Human CD3 complex is required for the generation of T-cell receptor-like chimeric antigen receptor targeting WT1 in natural killer cells
(2026-04-01) Luanpitpong S.; Poohadsuan J.; Samart P.; Kang X.; Pratumkaew P.; Janan M.; Issaragrisil S.; Luanpitpong S.; Mahidol University
Chimeric antigen receptor-natural killer (CAR-NK) cells represent a promising cellular immunotherapy platform for various cancers, offering a favorable clinical safety profile and potential to generate off-the-shelf products. However, broader application of CAR-NK cells is in part restricted by the availability of surface tumor antigens. T-cell receptor (TCR)-like CARs have gained increasing attention due to their ability to recognize peptides derived from intracellular tumor antigens presented by major histocompatibility complex molecules.
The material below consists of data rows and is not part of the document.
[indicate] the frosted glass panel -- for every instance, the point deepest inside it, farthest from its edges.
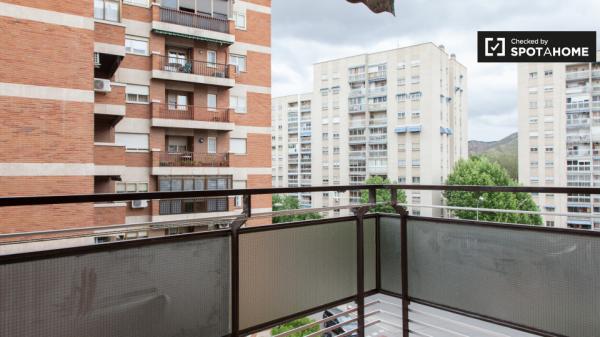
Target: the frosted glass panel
(161, 290)
(550, 281)
(391, 276)
(289, 270)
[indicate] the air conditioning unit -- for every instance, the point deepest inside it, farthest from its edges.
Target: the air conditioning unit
(139, 203)
(101, 85)
(96, 60)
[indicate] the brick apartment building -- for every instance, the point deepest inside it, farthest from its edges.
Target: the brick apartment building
(102, 96)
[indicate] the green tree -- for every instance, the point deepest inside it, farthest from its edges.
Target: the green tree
(480, 171)
(286, 202)
(382, 195)
(295, 324)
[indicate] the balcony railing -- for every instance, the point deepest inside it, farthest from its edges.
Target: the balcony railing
(192, 159)
(191, 112)
(188, 66)
(401, 272)
(199, 21)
In the present study, we designed a third-generation CAR targeting WT1(126–134) peptide presented by HLA-A*02:01, harboring a TCR-like scFv linked to CD28, 4-1BB, and CD3ζ signaling domains (CAR-WT1), and introduced it into human NK-92 cells—the only FDA-approved NK cell line for clinical trials. Interestingly, we found that surface expression of CAR-WT1 in NK-92 cells required the presence of human CD3 complex, as observed for full-length TCRs. Quantitative PCR and subsequent pathway and network analyses indicated enhanced immune activation potentially relevant to effector function in CAR-WT1/CD3 NK-92 cells. The established CAR-WT1/CD3 NK-92 cells exhibited significantly greater cytotoxicity against WT1+/HLA-A2+ target tumor cells than its non-transduced NK-92 cells, consistent with the release of functional cytokines. Once CAR-WT1 was expressed on NK-92 cell surface, surface CD3 appeared dispensable for NK cytotoxicity. Together, our findings provide evidence supporting the feasibility for generating functional TCR-like CAR-WT1 NK-92 cells, thereby broadening the scope of targetable antigens for CAR-NK cell therapy to include intracellular antigens. Other TCR-like CARs with impaired surface expression may be introduced in NK-92 cells using the same strategy, pending further validation.